Week 4 HW: Protein Design Part I

Part A. Conceptual Questions

Answer any NINE of the following questions from Shuguang Zhang:

  • How many molecules of amino acids do you take with a piece of 500 grams of meat? (on average an amino acid is ~100 Daltons)
  • Why do humans eat beef but do not become a cow, eat fish but do not become fish?
  • Why are there only 20 natural amino acids?
  • Can you make other non-natural amino acids? Design some new amino acids.
  • Where did amino acids come from before enzymes that make them, and before life started?
  • If you make an a-helix using D-amino acids, what handedness (right or left) would you expect?
  • Can you discover additional helices in proteins?
  • Why are most molecular helices right-handed?
  • Why do β-sheets tend to aggregate?
  • What is the driving force for β-sheet aggregation?

ANSWERS

Question 1

As known, amino acids are the building blocks of proteins. However, meat is not composed entirely of protein; its composition varies depending on the animal and the specific cut.
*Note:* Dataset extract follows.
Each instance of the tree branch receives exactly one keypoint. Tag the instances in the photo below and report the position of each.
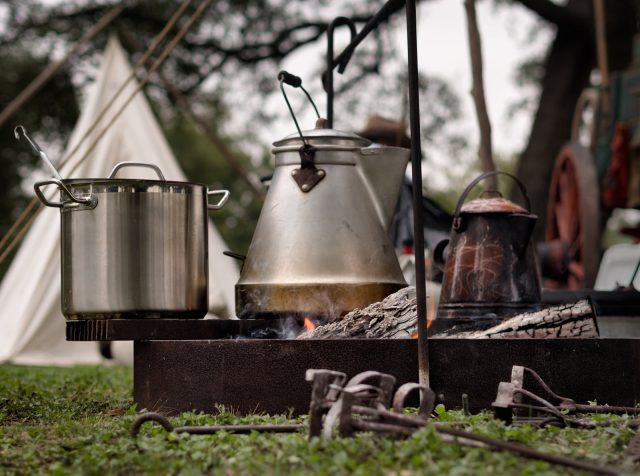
(559, 15)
If we consider beef, which contains approximately 23% protein by weight, then in a 500 g portion there would be about 115 g of protein. It is stated that an average amino acid has a molecular weight of approximately 100 Daltons, and since 1 Dalton corresponds to 1 g/mol, this means an average amino acid has a molar mass of roughly 100 g/mol. For an estimate, we divide the total grams of protein by this average molar mass:

115g÷100 g/mol=1.15 mol

To convert moles into molecules, we multiply by Avogadro number:

1.15 mol x 6.022 x 10^23=6.9 x 10^23 molecules (approximately)

Therefore, an estimated 6.9 x 10²³ amino acid molecules are consumed in a 500 g portion of beef.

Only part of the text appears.